2025/09/06 夜の観察会「鳴く虫」

 9月6日 

 講師:Yoshiさん

 参加者:子ども10名、大人7名 スタッフ:大人9名、子供2名

 まだ夏の暑さが連日続いていますが、何となく秋の雰囲気の欠片が感じられるようになってきました。今夜は満月期で、里山も明るく夜の観察会にはもってこいです。秋の鳴く虫の声を聴き、姿を見つけに出かけましょう。

 いたるところでリーリーリーと大きな声で鳴いているのはアオマツムシです。明治時代に東京の赤坂で見つかり、大正時代に新種記載されたユーラシア大陸原産の外来種で、樹上でひっきりなしに鳴いています。オスもメスも全体が鮮やかな緑色で、葉の上で擬態している姿を見つけることが出来ました。その間から聴こえてくるのはチン・チン…というカネタタキの声です。暑いのでチンチンチンと随分速い鐘の音になっていました。
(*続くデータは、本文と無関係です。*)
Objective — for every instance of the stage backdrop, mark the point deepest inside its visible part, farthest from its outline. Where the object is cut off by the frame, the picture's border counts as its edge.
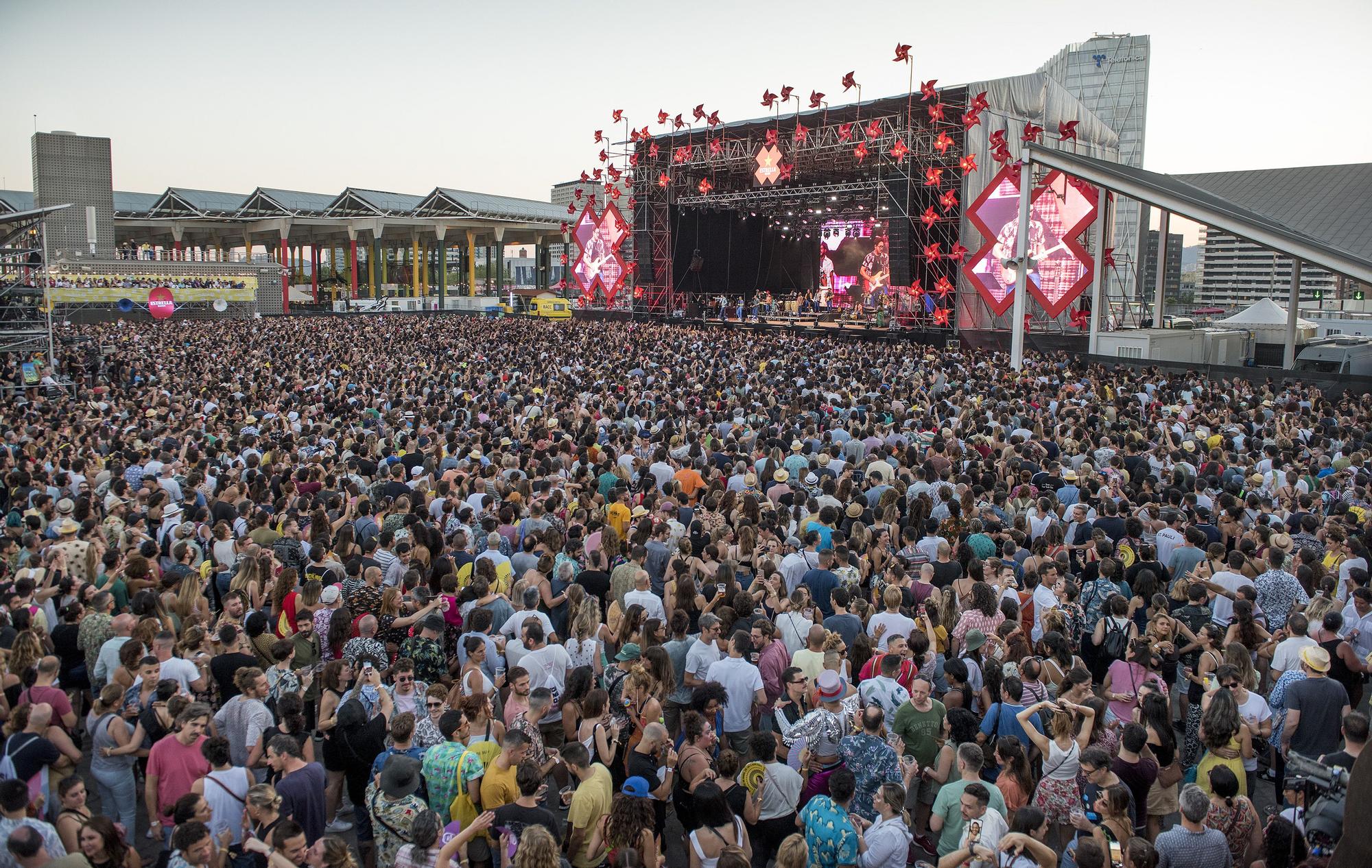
(743, 256)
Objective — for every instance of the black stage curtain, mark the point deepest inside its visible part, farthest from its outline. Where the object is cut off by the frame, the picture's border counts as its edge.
(742, 256)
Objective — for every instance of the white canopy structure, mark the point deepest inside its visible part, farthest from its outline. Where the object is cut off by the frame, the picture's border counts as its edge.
(1268, 323)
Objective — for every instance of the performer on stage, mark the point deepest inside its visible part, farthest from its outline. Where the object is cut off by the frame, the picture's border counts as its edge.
(876, 272)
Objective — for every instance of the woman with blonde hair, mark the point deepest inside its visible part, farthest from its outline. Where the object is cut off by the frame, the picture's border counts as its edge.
(584, 642)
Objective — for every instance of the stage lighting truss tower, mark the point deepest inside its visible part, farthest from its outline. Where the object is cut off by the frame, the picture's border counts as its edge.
(25, 323)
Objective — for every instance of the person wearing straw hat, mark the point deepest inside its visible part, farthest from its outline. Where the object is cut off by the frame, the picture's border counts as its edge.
(1315, 707)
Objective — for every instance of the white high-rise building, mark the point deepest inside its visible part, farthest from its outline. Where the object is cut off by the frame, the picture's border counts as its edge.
(1111, 76)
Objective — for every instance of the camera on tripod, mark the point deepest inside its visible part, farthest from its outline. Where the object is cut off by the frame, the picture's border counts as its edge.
(1323, 817)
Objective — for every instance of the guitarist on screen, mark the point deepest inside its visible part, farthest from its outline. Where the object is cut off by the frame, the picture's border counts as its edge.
(876, 272)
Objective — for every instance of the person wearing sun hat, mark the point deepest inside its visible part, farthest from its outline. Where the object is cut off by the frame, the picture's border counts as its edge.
(823, 730)
(1318, 704)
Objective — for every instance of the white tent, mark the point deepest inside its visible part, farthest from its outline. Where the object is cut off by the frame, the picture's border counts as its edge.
(1267, 320)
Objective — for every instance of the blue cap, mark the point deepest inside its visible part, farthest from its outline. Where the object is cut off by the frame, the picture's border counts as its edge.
(637, 786)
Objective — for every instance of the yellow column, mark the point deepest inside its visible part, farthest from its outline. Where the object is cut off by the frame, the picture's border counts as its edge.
(471, 263)
(415, 268)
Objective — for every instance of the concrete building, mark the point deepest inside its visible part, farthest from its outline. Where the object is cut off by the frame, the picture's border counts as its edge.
(1332, 204)
(1172, 280)
(1109, 73)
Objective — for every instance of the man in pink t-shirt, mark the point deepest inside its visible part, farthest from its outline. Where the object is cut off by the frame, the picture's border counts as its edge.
(175, 763)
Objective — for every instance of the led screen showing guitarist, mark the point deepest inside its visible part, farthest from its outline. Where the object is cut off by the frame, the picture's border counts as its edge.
(876, 272)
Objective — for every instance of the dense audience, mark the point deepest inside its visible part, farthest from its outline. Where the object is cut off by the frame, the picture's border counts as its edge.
(397, 592)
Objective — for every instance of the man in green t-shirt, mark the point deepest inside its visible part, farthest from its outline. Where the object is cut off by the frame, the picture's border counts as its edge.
(947, 814)
(920, 725)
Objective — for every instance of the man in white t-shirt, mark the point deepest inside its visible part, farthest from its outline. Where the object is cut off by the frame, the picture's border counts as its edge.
(744, 685)
(548, 667)
(891, 622)
(982, 829)
(1226, 583)
(1288, 655)
(705, 653)
(187, 675)
(644, 596)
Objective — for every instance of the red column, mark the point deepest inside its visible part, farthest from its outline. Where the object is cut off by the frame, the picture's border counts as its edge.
(352, 257)
(286, 279)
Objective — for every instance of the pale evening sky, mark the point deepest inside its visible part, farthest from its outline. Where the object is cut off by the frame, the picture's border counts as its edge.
(414, 94)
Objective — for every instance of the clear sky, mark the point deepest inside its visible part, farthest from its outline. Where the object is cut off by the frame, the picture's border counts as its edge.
(408, 95)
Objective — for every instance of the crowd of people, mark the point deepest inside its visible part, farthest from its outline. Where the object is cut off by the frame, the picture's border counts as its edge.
(433, 592)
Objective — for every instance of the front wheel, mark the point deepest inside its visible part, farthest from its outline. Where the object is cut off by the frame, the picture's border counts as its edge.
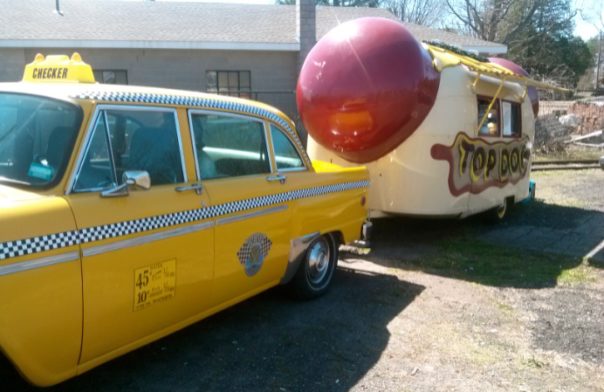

 アオマツムシの大声に負けないほど大きな声でたくさん鳴いているのはエンマコオロギです。体が大きく、路上に出ている事も多いので姿も見つけやすいです。丈の高い草の茂みから聴こえてくるのは日本の鳴く虫の王スズムシと女王カンタンの声です。鳴く虫は基本的に雄が前翅に発音器を持つので、鳴いているカンタンは女王と呼ばれても実際は雄です。野外のスズムシの声はリー…ン・リリー…と切れ切れの声で、飼育されている個体のリーン・リーンと同じリズムを繰り返す強い声とは違います。飼育下では多くの雄が密集しているため、強い声になるのです。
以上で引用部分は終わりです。